Marpesia, being the northern part of the same island, is the
dry-nurse of a populous and hardy nation, but where the staddels
have been formerly too thick, whence their courage answered not
their hardiness, except in the nobility, who govern much after
the manner of Poland, but that the King was not elective till the
people received their liberty; the yoke of the nobility being
broken by the commonwealth of Oceana, which in grateful return is
thereby provided with an inexhaustible magazine of auxiliaries.

Panopea, the soft mother of a slothful and pusillanimous
people, is a neighbor island, anciently subjected by the arms of
Oceana; since almost depopulated for shaking the yoke, and at
length replanted with a new race. But, through what virtues of
the soil or vice of the air soever it be, they come still to
degenerate. Wherefore seeing it is neither likely to yield men
fit for arms, nor necessary it should, it had been the interest
of Oceana so to have disposed of this province, being both rich
in the nature of the soil, and full of commodious ports for
trade, that it might have been ordered for the best in relation
to her purse, which in my opinion, if it had been thought upon in
time, might have been best done by planting it with Jews,
allowing them their own rites and laws; for that would have
brought them suddenly from all parts of the world, and in
sufficient numbers. And though the Jews be now altogether for
merchandise, yet in the land of Canaan (except since their exile
from whence they have not been landlords) they were altogether
for agriculture; and there is no cause why a man should doubt,
but having a fruitful country and excellent ports, too, they
would be good at both. Panopea, well peopled, would be worth a
matter of œ4,000,000 dry-rents; that is, besides the advantage of
the agriculture and trade, which, with a nation of that industry,
come at least to as much more. Wherefore Panopea, being farmed
out to the Jews and their heirs forever, for the pay of a
provincial army to protect them during the term of seven years,
and for œ2,000,000 annual revenue from that time forward, besides
the customs, which would pay the provincial army, would have been
a bargain of such advantage, both to them and this commonwealth,
as is not to be found otherwise by either. To receive the Jews
after any other manner into a commonwealth were to maim it; for
they of all nations never incorporate, but taking up the room of
a limb, are of no use office to the body, while they suck the
nourishment which would sustain a natural and useful member.

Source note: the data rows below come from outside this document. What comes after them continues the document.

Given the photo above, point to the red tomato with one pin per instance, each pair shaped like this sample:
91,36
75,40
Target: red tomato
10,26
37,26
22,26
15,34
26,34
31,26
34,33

If Panopea had been so disposed of, that knapsack, with the
Marpesian auxiliary, had been an inestimable treasure; the
situation of these countries being islands (as appears by Venice
how advantageous such a one is to the like government) seems to
have been designed by God for a commonwealth. And yet that,
through the straitness of the place and defect of proper arms,
can be no more than a commonwealth for preservation; whereas
this, reduced to the like government, is a commonwealth for
increase, and upon the mightiest foundation that any has been
laid from the beginning of the world to this day.

"Illam arcta capiens Neptunus compede stringit:
 Hanc autem glaucis captus complectitur ulnis."

The sea gives law to the growth of Venice, but the growth of
Oceana gives law to the sea.

These countries, having been anciently distinct and hostile
kingdoms, came by Morpheus the Marpesian, who succeeded by
hereditary right to the crown of Oceana, not only to be joined
under one head, but to be cast, as it were by a charm, into that
profound sleep, which, broken at length by the trumpet of civil
war, has produced those effects that have given occasion to the
preceding discourse, divided into four parts.